Godson’s government-backed development team will aim to cut the chips’ energy costs rather than boosting their power and will eventually offer a chipset based on a 1 GHz to 2GHz processor for less than $20, said Hu Weiwu of China’s Institute of Computing Technology in an interview.
Such a chipset would be half the cost of similar products from Intel and AMD and would serve China’s national goal of spreading technology that it controls, he said.
“We should not continue to follow Intel’s road of always pushing up, pushing and upgrading,” he said. “I think a 2GHz Pentium 4 is already enough for most office and other purposes.”
Godson will not compete with Intel and AMD for the x86 market since its chips have a MIPS core that does not support Windows. Its creators see the chip as an alternative that could be widely marketed on systems running Linux.
Hu hopes Godson or other China-developed CPUs will power as many as half of the products sold in the country by 2020 and crack the markets in other developing countries as well.
Those goals are ambitious. The market opportunity that exists for new chip designers in China could be seized by any Chinese firm as easily as by Godson, said Oliver Xu, an analyst at Gartner.
The Godson project would also be hard pressed to keep up with advances in rivals’ technology, he said.
“Many aspects of it have been exaggerated,” Xu said.
China has split work on Godson into low-end and high-end lines since launching its development in 2001. Its newest low-end chip, the Godson 2f, is being used by Chinese firms in netbooks, firewall appliances and industrial control units, but the products have not taken off. A specialty Godson store that opened this year in Beijing’s technology district has a barren selection consisting mainly of a handful of netbooks running Linux on the Godson 2f.
The successor to the 2f, the 1 GHz Godson 2g, will be released late this year, Hu said. Godson chips are also known by the name Loongson.

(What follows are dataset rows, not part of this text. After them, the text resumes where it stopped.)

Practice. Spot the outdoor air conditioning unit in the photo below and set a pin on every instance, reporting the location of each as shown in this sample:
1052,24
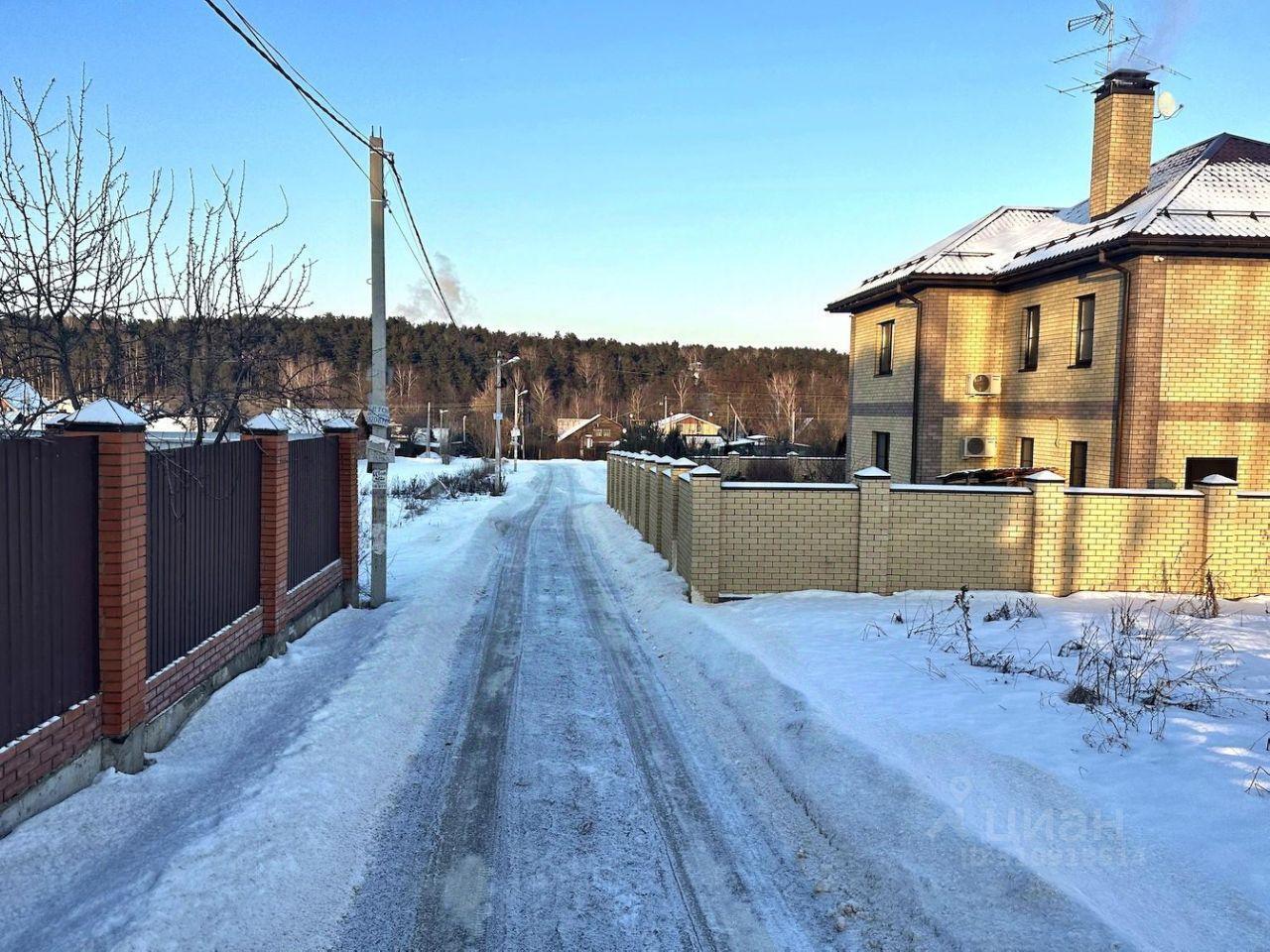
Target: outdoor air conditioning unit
974,447
983,384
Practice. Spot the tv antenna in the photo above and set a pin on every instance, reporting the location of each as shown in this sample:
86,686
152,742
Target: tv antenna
1123,45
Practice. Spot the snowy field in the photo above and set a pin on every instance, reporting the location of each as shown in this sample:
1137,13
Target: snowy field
1160,837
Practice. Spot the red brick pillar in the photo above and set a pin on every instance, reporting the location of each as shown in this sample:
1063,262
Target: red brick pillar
121,560
275,507
345,433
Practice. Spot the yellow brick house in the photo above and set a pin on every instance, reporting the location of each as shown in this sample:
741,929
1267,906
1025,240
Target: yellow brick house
1121,341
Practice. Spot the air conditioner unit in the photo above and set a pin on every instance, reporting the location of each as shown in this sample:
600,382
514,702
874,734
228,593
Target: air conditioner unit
983,384
974,447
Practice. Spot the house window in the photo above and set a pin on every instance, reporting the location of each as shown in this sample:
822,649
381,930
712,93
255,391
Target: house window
1032,338
1201,467
1078,471
881,451
1083,331
885,348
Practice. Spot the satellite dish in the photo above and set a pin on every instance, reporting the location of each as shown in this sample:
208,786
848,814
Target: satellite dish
1167,105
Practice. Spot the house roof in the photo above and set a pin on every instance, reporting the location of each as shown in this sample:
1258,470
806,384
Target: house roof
675,419
313,419
578,425
1215,189
19,395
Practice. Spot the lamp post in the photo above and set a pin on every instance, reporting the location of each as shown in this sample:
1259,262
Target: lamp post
499,363
516,428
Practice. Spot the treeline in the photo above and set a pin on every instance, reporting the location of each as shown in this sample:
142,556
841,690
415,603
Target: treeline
779,391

Design is also complete on the four-core Godson 3, the first in the high-end line of chips for servers and high-throughput computing. Late next year China hopes to use an eight-core version of the chip to build a supercomputer capable of operating at one petaflop per second, a level reached by only the fastest machines in the world.

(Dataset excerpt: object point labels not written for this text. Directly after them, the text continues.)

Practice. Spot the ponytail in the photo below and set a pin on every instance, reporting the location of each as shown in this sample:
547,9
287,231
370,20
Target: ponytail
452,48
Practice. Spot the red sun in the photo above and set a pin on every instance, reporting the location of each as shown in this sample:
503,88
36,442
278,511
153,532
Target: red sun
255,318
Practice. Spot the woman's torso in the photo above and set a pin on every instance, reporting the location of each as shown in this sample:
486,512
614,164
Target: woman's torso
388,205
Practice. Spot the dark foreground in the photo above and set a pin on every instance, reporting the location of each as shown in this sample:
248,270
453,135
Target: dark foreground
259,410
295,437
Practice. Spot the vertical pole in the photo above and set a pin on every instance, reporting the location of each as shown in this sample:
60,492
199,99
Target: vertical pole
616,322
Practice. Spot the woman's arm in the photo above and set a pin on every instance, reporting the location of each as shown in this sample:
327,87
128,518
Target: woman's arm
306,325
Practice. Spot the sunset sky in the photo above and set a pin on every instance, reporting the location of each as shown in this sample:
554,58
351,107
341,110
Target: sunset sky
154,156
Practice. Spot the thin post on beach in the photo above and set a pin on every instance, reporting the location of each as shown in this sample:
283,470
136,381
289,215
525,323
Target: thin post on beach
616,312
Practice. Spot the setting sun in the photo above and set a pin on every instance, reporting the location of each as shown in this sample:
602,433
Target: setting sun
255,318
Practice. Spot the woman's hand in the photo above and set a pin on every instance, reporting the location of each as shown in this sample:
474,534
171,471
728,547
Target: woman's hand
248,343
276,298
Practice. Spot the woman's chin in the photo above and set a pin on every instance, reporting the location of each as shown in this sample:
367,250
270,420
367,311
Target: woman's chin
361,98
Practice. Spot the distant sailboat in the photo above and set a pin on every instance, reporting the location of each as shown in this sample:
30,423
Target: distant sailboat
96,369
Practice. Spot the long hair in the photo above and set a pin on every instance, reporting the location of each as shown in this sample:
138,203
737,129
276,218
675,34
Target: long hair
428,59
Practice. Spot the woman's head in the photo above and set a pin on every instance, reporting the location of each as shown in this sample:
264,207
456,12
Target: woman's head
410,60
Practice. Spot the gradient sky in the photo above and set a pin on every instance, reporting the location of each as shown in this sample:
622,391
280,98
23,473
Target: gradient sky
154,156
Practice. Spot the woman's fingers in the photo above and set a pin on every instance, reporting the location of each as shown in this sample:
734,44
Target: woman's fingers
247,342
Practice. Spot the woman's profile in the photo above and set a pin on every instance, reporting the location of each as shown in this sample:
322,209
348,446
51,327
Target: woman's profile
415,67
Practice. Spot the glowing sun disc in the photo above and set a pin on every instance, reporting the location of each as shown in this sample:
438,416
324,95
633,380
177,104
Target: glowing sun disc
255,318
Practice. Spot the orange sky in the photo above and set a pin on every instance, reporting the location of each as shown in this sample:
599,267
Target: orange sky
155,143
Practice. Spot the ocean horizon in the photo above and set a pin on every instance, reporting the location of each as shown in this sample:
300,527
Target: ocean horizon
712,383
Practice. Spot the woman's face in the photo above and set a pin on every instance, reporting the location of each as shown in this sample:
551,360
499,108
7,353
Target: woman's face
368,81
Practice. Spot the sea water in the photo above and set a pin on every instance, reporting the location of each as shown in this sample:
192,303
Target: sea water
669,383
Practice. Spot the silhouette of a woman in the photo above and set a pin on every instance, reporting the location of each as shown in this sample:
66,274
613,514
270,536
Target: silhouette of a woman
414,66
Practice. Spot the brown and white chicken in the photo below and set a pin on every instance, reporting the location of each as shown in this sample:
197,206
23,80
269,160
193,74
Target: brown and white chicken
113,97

Design on a 16-core model of the Godson 3 could then be finished by 2011 and produced using the 45-nanometer or 32-nanometer manufacturing process, Hu said.
Even if those targets are met, the Godson will lag behind global chip-making standards. Intel and AMD already plan to launch chips manufactured using the 32-nanometer process this year.

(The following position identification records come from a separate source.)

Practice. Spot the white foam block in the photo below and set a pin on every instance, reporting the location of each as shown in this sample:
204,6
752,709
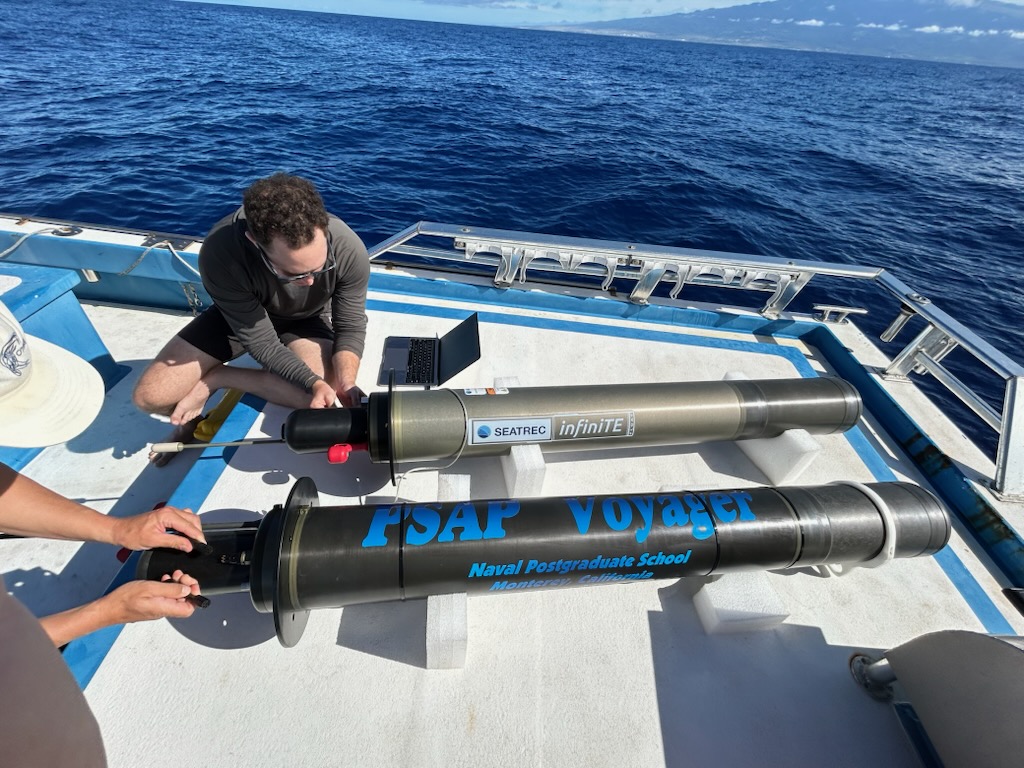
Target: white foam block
448,632
523,467
739,602
780,459
453,487
448,626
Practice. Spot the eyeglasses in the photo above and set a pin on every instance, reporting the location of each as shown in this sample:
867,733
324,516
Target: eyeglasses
329,264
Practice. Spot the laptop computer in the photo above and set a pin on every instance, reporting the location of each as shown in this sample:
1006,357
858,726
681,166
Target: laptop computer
424,361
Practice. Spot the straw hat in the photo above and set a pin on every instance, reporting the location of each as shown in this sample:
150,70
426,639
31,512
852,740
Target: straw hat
47,394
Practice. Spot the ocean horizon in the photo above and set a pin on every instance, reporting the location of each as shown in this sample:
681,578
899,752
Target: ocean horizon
157,115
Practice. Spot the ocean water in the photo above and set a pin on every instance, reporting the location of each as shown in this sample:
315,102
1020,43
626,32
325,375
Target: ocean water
158,114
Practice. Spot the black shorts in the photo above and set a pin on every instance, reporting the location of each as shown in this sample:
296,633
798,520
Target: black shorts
211,334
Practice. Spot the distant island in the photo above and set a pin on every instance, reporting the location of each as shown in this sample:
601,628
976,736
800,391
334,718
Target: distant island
978,32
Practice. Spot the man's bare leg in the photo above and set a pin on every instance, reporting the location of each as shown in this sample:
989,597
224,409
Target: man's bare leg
182,378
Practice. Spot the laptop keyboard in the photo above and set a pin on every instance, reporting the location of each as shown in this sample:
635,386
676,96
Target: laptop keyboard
421,361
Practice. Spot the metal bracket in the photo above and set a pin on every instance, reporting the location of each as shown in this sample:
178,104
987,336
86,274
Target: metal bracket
837,314
178,244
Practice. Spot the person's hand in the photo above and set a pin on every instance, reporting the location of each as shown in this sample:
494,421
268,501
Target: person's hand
324,395
351,396
142,600
150,529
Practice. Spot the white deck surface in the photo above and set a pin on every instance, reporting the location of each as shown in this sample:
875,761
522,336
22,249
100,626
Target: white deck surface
605,676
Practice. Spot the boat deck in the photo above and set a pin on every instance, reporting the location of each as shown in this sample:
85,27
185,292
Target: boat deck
611,675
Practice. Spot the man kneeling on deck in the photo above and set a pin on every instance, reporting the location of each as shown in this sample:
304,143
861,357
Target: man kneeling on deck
289,286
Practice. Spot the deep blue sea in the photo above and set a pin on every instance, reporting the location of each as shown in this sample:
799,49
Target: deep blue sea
158,114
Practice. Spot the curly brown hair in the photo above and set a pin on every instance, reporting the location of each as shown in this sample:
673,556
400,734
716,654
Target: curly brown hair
284,206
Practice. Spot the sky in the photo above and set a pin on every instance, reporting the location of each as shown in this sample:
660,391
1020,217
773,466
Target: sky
511,12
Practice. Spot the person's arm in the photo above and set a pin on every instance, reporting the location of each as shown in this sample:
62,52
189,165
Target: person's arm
30,509
135,601
348,312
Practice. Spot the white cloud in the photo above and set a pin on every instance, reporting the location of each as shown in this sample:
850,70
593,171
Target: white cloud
886,27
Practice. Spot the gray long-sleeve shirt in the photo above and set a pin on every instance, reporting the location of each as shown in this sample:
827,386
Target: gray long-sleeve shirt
249,295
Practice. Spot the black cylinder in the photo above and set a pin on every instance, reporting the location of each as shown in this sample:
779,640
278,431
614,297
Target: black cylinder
324,557
312,430
221,567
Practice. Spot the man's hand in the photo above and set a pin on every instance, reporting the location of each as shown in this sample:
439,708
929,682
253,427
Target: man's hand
135,601
150,529
140,601
324,395
351,397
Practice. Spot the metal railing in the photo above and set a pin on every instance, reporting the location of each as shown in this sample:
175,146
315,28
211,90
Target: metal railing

Hu says Godson has full government backing. While the economic downturn has slowed business for firms that use Godson chips in their products, Beijing will provide whatever funding is needed for Godson’s success, Hu said.
That includes creating policies that “provide a market” for products, Hu said. Last month the government of coastal Jiangsu province purchased 150,000 Godson-based computers for use in schools.
But government support isn’t enough to get Godson chips used commercially, said Xu, the analyst.
Both the government and Hu’s academic institute lack the business sense needed to popularize a product, said Xu.
“Even if the government makes purchases or supports the market, Godson’s market share will not be able to grow much,” he said.